Hace 91 años, el escritor André Gide anotó en su diario la siguiente reflexión:
Uno tras otro, todos esos ‘problemas’ que apasionaron a la humanidad, y sin la solución de los cuales parecía que no se podía vivir de verdad, dejan de interesar, no porque se haya encontrado la solución, sino porque la vida se retira de ellos. Mueren en cuanto dejan de ser urgentes, de manera que ni siquiera se percibe que han muerto, porque no sufren una agonía, sino solamente: se han muerto.

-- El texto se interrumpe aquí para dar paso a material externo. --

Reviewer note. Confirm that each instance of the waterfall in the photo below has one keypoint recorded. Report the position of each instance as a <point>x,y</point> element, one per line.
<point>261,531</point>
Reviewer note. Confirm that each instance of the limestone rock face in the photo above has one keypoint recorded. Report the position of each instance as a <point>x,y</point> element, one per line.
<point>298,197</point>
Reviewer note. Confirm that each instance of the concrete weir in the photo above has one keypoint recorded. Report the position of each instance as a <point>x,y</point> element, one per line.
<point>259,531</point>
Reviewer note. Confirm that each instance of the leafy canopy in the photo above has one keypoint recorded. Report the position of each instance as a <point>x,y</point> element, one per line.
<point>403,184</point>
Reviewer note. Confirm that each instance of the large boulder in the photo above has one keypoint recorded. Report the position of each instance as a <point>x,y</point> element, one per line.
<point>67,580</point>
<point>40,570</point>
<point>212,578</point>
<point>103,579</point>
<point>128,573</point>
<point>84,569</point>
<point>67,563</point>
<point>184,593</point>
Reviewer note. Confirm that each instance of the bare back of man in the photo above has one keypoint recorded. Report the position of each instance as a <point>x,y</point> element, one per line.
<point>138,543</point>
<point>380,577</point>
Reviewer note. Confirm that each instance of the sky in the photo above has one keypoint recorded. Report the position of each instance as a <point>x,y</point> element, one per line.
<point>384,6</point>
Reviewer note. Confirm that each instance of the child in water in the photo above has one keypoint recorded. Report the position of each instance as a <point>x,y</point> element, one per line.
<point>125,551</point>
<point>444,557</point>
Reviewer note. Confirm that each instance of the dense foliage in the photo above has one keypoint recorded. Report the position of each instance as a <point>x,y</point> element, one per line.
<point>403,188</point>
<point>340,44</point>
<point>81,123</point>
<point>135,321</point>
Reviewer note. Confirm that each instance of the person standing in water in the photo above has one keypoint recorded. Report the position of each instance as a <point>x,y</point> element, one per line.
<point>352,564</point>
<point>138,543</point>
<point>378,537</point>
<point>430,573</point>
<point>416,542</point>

Algo así va sucediendo con las polémicas que, edición tras edición y con pocas excepciones, provoca el anuncio del palmarés del Zinemaldia. En esta ocasión, fue la Concha de Oro a la interesante Blue Moon, de Alina Grigore, la que provocó las protestas en el marco de una sección oficial en la que la única película que sobresalía por encima de las demás, La hija de Manuel Martín Cuenca, no optaba a los galardones por ser un producción íntegramente española y haber sido exhibida antes en el Festival de Toronto. Así las cosas, no me pareció en absoluto descabellada esta decisión del jurado, aunque sí la de ensanchar el concepto de "interpretación" de forma tan extrema como para considerar premiables a los protagonistas de Quién lo impide, de Jonás Trueba, aunque se cuidaran de hacerlo en la categoría de reparto.